Among the most actively-traded currencies, the biggest difference in the last 24 hours was the 0.5% that separated the leading euro and Norwegian krone from the lagging Japanese yen. Over the last week those places were occupied by the US and NZ dollars, with only 0.7% between them. There is a lot not going on in the FX market.
Sterling once again maintained its poise as the Prime Minister confirmed a one-month extension to the lockdown and the media speculated that it could continue indefinitely. The pound received help, more theoretical than practical, from news that the UK and Australian prime ministers had agreed a trade deal that will put more Scotch whisky in Australian glasses and Australian beef on British dining tables. The GBP and AUD are unchanged against one another.
Fewer jobseekers
As if to confirm investors’ lack of interest in sterling, there was no reaction by the pound to some decently positive UK employment statistics this morning. Nor, indeed, did anyone appear to be much bothered by any of the data or events over the last 24 hours.

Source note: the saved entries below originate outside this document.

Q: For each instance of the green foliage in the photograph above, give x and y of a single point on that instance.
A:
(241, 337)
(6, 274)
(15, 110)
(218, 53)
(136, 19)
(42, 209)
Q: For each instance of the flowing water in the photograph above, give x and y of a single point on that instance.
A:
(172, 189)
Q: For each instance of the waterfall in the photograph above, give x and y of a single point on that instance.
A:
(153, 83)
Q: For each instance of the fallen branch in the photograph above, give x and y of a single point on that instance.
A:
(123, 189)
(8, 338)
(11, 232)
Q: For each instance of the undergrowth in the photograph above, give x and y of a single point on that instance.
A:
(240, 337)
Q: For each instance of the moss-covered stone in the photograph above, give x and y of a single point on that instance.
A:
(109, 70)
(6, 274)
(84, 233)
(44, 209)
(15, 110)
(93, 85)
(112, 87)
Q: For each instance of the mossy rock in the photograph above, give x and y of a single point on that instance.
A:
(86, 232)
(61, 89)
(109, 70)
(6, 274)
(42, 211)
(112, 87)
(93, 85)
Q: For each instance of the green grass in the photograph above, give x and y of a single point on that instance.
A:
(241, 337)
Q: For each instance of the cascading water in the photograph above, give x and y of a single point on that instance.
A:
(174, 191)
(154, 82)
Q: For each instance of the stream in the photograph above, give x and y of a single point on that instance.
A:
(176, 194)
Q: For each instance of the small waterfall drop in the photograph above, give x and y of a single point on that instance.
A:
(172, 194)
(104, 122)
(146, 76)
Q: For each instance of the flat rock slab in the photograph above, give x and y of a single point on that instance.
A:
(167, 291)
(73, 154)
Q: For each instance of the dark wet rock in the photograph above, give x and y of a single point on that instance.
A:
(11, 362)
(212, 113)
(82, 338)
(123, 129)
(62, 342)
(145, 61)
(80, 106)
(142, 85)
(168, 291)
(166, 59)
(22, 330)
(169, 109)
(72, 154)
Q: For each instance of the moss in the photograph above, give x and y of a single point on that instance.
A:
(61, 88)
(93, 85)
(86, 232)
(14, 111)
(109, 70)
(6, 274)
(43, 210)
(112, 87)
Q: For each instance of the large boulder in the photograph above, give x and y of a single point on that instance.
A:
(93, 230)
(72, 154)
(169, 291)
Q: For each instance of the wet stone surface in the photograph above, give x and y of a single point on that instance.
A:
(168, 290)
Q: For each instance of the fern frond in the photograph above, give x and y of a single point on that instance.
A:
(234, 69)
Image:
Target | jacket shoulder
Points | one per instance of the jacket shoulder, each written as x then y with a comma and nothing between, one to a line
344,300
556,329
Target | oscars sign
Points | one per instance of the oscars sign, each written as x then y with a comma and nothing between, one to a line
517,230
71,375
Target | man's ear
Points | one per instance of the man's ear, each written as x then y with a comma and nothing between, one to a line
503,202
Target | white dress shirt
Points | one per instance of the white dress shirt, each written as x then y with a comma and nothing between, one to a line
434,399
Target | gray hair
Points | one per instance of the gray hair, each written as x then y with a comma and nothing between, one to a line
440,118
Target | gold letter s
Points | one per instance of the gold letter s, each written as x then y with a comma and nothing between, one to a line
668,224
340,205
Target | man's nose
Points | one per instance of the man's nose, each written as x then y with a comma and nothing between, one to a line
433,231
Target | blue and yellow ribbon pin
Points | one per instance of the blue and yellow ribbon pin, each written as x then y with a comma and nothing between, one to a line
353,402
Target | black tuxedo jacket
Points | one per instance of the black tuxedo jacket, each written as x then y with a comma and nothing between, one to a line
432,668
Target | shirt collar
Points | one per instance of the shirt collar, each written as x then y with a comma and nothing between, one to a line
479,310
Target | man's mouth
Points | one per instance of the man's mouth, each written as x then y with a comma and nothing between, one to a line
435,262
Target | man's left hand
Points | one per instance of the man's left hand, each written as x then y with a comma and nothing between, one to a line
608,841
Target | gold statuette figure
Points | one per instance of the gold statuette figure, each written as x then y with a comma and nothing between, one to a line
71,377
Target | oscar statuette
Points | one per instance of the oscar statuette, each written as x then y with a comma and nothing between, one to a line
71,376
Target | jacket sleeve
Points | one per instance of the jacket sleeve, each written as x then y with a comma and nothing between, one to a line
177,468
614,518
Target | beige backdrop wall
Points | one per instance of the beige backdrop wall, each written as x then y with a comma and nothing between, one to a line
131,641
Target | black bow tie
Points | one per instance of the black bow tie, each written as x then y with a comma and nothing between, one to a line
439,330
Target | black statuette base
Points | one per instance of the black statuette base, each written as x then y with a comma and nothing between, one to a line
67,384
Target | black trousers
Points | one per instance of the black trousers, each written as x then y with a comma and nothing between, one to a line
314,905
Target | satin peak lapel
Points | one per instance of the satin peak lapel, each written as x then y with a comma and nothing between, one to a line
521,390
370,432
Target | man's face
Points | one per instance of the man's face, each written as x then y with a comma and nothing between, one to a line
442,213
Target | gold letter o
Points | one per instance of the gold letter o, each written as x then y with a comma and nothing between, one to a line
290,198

Even the news media struggled to make anything of a fourth consecutive downward tick in UK unemployment, this time to 4.7%. The BBC simply repeated the ONS’s observation that “The jobs market is ‘showing signs of recovery’".
Monday’s few other ecostats were no more remarkable. Switzerland’s producer and import price index went up by 0.8% in May, contributing to a 3.2% annual increase. More usefully, Eurozone industrial production rose 0.8% in April, taking output 39.3% higher than the same month in 2020. Less impressively, Canadian manufacturing sales fell 2.1% in April. Transportation equipment, petroleum and coal products saw the biggest declines. Overnight, the Reserve Bank of Australia published the minutes of its last policy meeting and the ABS reported that house prices rose 7.5% in the year to 31 March.
Inflation and the Governor
It is possible, though not guaranteed, that today’s data and events will contribute more than yesterday’s to financial market action. There are consumer price index figures from Germany, France and Italy, retail sales from the United States and an appearance by Bank of England Governor Andrew Bailey.
French and German inflation rates, already announced, were 2.4% and 1.8% respectively; Italy is pencilled in for a more modest 1.3%. The only other European numbers are for April’s balance of trade. This afternoon’s sole Canadian statistic is for housing starts. The US data cover producer prices, retail sales, industrial production, capacity utilisation, international capital flows, house-building activity and the New York Fed’s manufacturing index. At 1315h Andrew Bailey will be talking about “the future growth of UK-based financial and related professional services”.
Data from the Far East tonight relate to NZ house prices, Japan‘s balance of trade, and Chinese industrial production and retail sales. Ahead of London’s opening on Wednesday, the ONS will print the UK statistics for consumer and producer prices. Headline inflation is expected to come in at 1.8%.